Mas o que é saudade? Nos dicionários, saudade é recordação suave e melancólica de pessoa ausente, de local ou coisa distante, que se deseja voltar a ver ou possuir. Melancolia é tristeza vaga, indefinida, com inibição das funções motoras e psicomotoras. Isto é, a gente se sente meio parado. E tristeza? Tristeza é a falta de alegria ou contentamento. Ora, então, assim, quem está com saudade não está alegre.
Essa compreensão do sentimento de saudade é costumeiramente exaltada pelos poetas com uma carga talvez freudiana de irreparabilidade, especialmente, quando se trata de uma perda de alguém querido, pior ainda quando se trata de uma filha: “ferida narcísica irreparável”.
Mas se é assim o que dizer de algumas expressões que invocam ser a saudade a água que mata a sede?
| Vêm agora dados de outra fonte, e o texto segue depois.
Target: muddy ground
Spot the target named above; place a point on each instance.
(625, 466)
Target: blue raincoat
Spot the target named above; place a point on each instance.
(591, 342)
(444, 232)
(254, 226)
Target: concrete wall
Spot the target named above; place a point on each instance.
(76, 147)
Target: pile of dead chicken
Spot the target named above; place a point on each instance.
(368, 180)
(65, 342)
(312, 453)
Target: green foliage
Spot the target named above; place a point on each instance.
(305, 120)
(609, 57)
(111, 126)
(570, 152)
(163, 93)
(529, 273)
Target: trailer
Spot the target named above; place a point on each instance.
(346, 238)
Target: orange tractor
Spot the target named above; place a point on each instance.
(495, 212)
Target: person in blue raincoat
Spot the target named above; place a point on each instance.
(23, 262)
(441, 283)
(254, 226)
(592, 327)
Ou o que dizer do ditado “recordar é viver”?
Se nos remetemos à gênese do termo saudade, reconhecendo sua origem portuguesa, o mesmo demonstra a fidalguia de compreender a ida dos nobres filhos portugueses a se enveredar por aventuras nos mares e daí se o descreva como “um sofrer contente, feliz por saber que a dor da ausência existe, pois se ama e se é amado”.
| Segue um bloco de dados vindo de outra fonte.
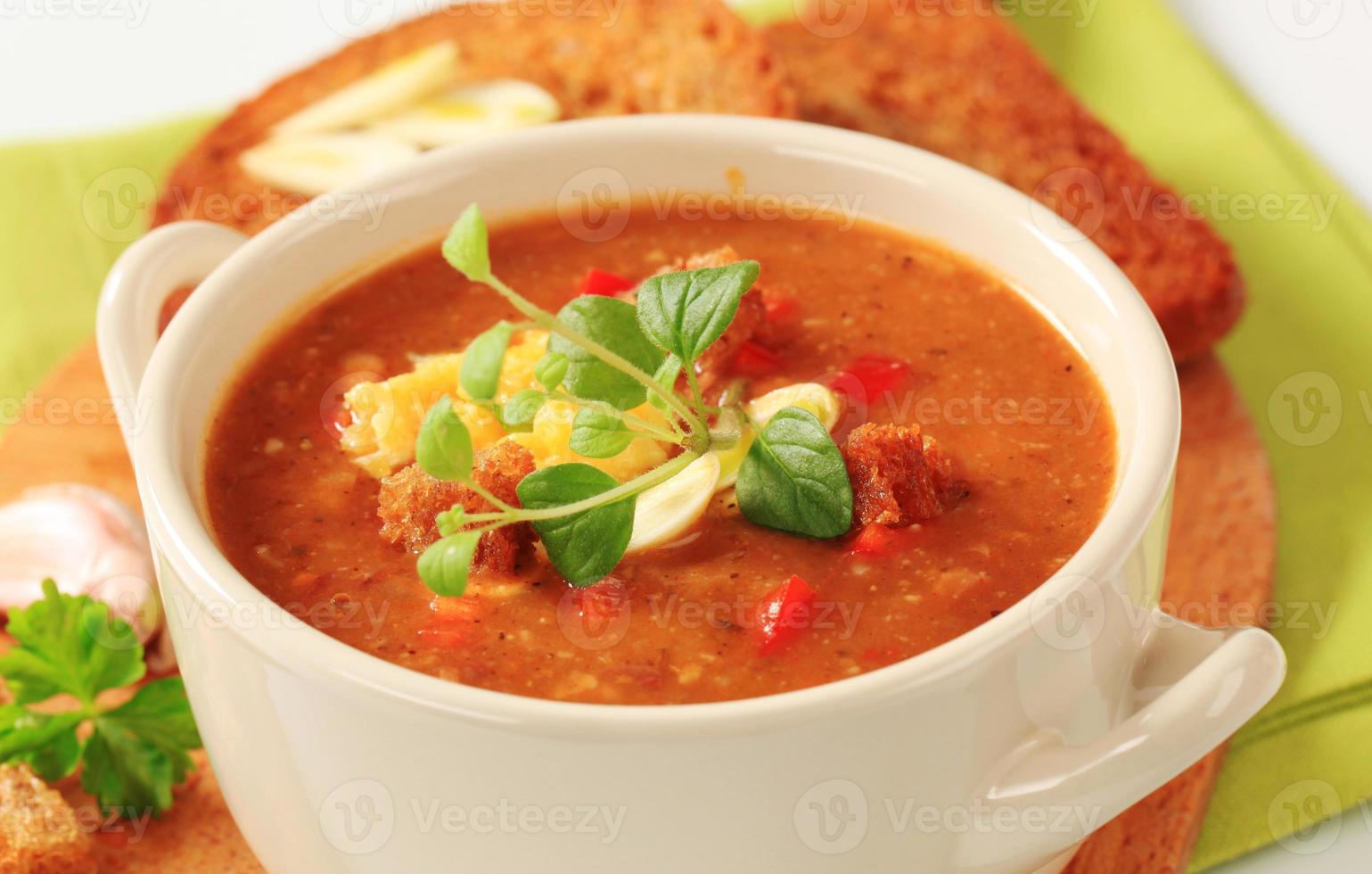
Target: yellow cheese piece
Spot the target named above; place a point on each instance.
(387, 415)
(552, 437)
Mas, em geral, a saudade é uma mistura de sentimentos, os quais envolvem a perda, a impossibilidade do reencontro imediato e um amor ou carinho profundos, que se traduzem em uma dor ou sensações, que em regra estão fora do que se poderia considerar normal, por isso relaciona-se saudade com tristeza.
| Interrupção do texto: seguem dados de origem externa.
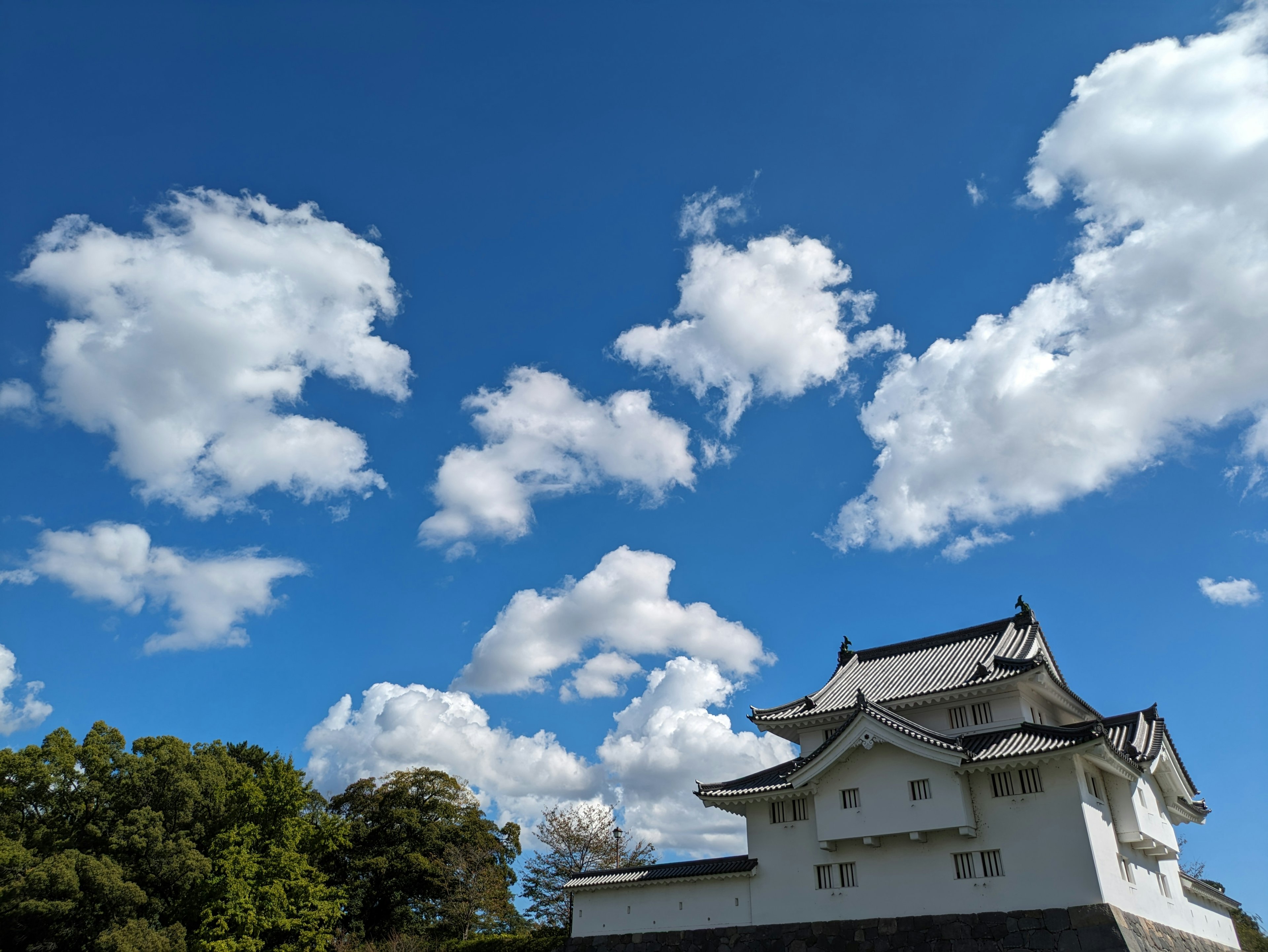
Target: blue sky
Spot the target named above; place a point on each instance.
(503, 188)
De fato, a memória, aquela que nos dá a capacidade de realizar e de relacionar as coisas entre si, construindo associações, e que faz a nossa sobrevivência possível, é um mundo de fantasias que não se estanca. Porém, sem querer relacionar saudade com solidão e modificando a palavra de Rubem Alves, é possível dizer que a tristeza não vem da saudade, mas sim das fantasias que surgem com a saudade.
Conforme Aristóteles “o ato de conhecer começa pelos sentidos” e para ele “quem encontra prazer na solidão, ou é fera selvagem ou é Deus”. Por analogia quem sente saudade exercita o conhecimento de si e não tem solidão, porque mesmo com alguma tristeza, dor e talvez lamentação, pode encontrar prazer no sentimento porque, enfim, é uma maneira de estar próximo de um amor incondicional, permanentemente revivido pela memória.  
Reforça esse pensamento a visão do sentimento de Freud pela perda de sua filha Sophie, pois para ele a dor segue o seu curso natural, o rumo que deveria ser. Mas a saudade, interpretando o mestre, é “a única maneira que temos de perpetuar um amor que não queremos abandonar”.
Na verdade, parece ser razoável e lógico assimilar, que mesmo que queiramos desconstruir o olhar, os sinais, o vulto, o que há do “pedaço de mim” em nós, porque a saudade “dói latejada”, ele sempre estará conosco e o melhor é ter a coragem de vivenciá-lo, re-significando o que dele lhe faz mal, mesmo que seja ao arrumar o quarto da filha que já morreu.